Monday, October 03, 2011

2012, here we come.... (#11)


"
Living through a collapse is a curious experience. Perhaps the most curious part is that nobody wants to admit it's a collapse. The results of half a century of debt-fuelled "growth" are becoming impossible to convincingly deny, but even as economies and certainties crumble, our appointed leaders bravely hold the line. No one wants to be the first to say the dam is cracked beyond repair."

That was the opening paragraph from Paul Kingsnorth's Guardian piece last week, in which he sought to draw our attention back to the work of Leopold Kohr, for whom bigness was never a good thing. Most political and economic systems (even Communism) work well on a small scale, he believed, but once they grow become increasingly problematic. Kingsnorth thinks he may have been on to something...

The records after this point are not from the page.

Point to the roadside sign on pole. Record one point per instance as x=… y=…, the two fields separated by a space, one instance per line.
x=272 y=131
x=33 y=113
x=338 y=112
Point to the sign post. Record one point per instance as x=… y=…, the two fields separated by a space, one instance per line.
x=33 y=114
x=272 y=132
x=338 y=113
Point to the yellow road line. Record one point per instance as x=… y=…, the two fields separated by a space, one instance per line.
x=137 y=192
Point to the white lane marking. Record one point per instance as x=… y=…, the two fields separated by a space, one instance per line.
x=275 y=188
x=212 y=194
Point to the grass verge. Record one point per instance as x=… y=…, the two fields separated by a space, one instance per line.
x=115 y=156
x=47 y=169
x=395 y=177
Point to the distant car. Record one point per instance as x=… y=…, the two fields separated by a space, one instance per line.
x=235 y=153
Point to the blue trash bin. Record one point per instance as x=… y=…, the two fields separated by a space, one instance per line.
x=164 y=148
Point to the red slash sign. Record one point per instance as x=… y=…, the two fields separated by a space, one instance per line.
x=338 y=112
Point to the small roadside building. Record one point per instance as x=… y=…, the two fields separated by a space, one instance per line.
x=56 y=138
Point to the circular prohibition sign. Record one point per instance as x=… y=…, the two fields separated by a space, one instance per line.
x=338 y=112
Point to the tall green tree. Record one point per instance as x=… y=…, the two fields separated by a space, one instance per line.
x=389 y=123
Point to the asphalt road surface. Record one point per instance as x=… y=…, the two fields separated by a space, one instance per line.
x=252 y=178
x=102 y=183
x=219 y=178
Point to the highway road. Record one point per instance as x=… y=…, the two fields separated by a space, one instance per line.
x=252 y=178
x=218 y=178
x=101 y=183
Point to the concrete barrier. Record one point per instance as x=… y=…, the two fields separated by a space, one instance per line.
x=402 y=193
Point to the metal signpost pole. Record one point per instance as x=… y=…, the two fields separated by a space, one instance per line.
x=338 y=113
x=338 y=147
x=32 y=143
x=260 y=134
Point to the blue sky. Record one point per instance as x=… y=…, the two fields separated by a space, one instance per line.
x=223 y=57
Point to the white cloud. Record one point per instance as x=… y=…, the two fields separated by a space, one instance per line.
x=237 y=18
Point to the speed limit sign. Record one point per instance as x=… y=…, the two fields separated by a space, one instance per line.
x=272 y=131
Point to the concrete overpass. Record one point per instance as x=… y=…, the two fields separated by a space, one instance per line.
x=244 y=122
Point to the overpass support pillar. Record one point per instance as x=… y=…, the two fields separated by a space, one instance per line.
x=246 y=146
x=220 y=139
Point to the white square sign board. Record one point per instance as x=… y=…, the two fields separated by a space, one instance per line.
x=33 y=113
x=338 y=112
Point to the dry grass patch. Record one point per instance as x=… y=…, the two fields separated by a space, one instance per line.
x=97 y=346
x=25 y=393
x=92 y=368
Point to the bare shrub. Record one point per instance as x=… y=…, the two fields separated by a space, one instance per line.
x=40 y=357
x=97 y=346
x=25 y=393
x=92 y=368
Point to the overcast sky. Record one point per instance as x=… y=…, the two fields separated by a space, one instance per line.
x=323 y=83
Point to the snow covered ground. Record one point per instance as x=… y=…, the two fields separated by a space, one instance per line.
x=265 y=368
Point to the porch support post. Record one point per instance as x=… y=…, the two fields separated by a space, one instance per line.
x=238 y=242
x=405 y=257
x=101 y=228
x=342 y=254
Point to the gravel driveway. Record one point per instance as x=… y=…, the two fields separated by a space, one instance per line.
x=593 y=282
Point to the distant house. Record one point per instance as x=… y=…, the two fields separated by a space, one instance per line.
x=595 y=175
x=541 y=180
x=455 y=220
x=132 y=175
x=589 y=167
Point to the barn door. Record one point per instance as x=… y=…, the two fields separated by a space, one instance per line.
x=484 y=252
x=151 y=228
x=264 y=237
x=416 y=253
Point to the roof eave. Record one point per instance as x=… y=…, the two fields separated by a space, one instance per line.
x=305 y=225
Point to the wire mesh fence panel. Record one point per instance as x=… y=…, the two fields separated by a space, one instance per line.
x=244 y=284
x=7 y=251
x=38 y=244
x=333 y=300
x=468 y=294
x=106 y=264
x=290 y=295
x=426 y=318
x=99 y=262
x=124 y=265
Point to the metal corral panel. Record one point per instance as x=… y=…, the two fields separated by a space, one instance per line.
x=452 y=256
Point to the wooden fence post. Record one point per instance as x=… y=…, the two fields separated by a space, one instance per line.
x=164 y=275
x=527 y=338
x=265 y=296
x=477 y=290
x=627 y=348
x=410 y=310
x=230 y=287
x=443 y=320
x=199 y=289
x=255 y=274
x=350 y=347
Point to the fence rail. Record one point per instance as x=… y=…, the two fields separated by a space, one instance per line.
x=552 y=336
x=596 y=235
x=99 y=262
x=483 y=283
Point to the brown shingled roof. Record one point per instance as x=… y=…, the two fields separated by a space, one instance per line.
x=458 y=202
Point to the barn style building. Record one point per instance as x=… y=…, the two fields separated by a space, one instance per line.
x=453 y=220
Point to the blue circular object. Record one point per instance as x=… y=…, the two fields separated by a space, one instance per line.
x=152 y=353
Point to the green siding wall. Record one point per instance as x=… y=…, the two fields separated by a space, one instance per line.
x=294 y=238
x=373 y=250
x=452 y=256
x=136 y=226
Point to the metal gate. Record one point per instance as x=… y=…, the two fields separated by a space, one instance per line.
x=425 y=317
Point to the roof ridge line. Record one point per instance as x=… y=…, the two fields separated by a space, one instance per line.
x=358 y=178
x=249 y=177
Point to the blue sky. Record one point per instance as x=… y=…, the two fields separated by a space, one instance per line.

"The crisis currently playing out on the world stage is a crisis of growth. Not, as we are regularly told, a crisis caused by too little growth, but by too much of it. Banks grew so big that their collapse would have brought down the entire global economy. To prevent this, they were bailed out with huge tranches of public money, which in turn is precipitating social crises on the streets of western nations. The European Union has grown so big, and so unaccountable, that it threatens to collapse in on itself. Corporations have grown so big that they are overwhelming democracies and building a global plutocracy to serve their own interests. The human economy as a whole has grown so big that it has been able to change the atmospheric composition of the planet and precipitate a mass extinction event."